He succeeded because he rejected the politics of failure
S Prasannarajan S Prasannarajan | 20 May, 2022
(Illustration: Saurabh Singh)
POLITICS HAS BECOME a study in doom, certainly for certain pundits who have not stopped measuring the depths of the liberal crack-up and the peaks of populism. The science of doom is built on the behavioural patterns of the people and the sorcery of the resentment-reaper, and it flourished in the wake of Brexit and Trump, two events that brought the grievance of nativism and the anger of being left-behind to the arena. For once, it was not war or revolution that played havoc with the popular mind and set the stage for the liberator. It was the global climate of disenchantment with the entitled elite and the traditional left and right that indulged them. It was the telluric current of hurt that shook democracy. The new theology of liberation was all about the guided journey inward, and the inevitability of the question that comes with it: Who are we? The question was amplified by leaders who brought the street and the drawing room together in the politics of rejoinder in which power is a struggle as well as a goal. What went wrong? The consensus was: Democracy did.

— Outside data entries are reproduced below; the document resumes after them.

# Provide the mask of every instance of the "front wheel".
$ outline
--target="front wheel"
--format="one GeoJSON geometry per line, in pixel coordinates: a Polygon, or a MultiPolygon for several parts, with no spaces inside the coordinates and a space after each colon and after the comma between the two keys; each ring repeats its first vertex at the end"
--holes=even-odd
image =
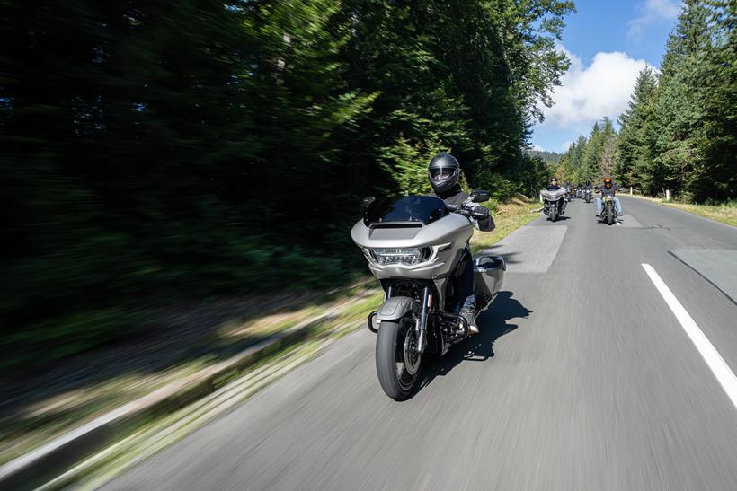
{"type": "Polygon", "coordinates": [[[409,315],[384,320],[377,338],[377,375],[384,392],[395,400],[409,399],[420,380],[422,355],[417,352],[414,322],[409,315]]]}

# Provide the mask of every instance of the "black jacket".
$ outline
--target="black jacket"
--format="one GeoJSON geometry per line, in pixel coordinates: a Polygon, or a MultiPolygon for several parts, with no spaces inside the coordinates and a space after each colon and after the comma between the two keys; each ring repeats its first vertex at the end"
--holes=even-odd
{"type": "MultiPolygon", "coordinates": [[[[453,187],[452,189],[448,189],[448,191],[446,191],[444,193],[432,194],[431,196],[440,197],[440,199],[445,201],[446,205],[454,205],[456,206],[457,206],[459,205],[462,205],[466,200],[468,199],[468,193],[463,192],[463,190],[460,189],[459,184],[456,184],[455,187],[453,187]]],[[[481,206],[481,205],[478,205],[477,203],[474,203],[474,205],[475,206],[481,206]]],[[[474,220],[474,222],[475,222],[475,224],[478,227],[478,230],[480,230],[482,232],[491,232],[494,228],[496,228],[496,224],[494,224],[494,220],[493,220],[493,218],[492,218],[491,214],[489,215],[488,218],[485,218],[484,220],[475,220],[475,219],[472,219],[472,220],[474,220]]]]}

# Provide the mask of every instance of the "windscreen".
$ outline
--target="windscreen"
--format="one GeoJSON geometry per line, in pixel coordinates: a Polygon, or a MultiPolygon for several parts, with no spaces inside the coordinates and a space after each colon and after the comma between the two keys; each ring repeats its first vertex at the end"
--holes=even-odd
{"type": "Polygon", "coordinates": [[[371,203],[363,216],[366,225],[388,222],[431,224],[448,214],[443,200],[431,196],[387,197],[371,203]]]}

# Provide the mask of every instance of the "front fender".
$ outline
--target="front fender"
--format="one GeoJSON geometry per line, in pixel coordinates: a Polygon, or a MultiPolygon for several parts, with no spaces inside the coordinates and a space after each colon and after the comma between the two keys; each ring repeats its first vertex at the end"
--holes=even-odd
{"type": "Polygon", "coordinates": [[[397,320],[409,311],[418,314],[420,308],[414,299],[408,296],[387,298],[377,311],[377,320],[397,320]]]}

If so, it was a man-made crisis. Blame it on politicians who took the mandate for granted, and put their faith in the rhetorical uses of the old left and right. They had taken permanent residency in the safety zones of worn-out isms; ideology for them was ideas-proof. Their retirement from reality was only matched by their sense of entitlement. The placidity of the status quo that the traditional duopoly of politics provided was a deception, and its unravelling was inevitable. For the angry and the abandoned, politics-as-usual had become an enterprise without a moral or emotional content. Politics had ceased to be a personal testament. That was when the subversive came along, promising to make the abandoned the custodian of a future in which the personal would reign supreme. God and country, the familiar and the family, and all that made them feel at home would come back to define the new politics. Suddenly, democracy had become the best of the uncertain systems. Or the worst? Definitions would depend on the nature of the rulers born in the churn.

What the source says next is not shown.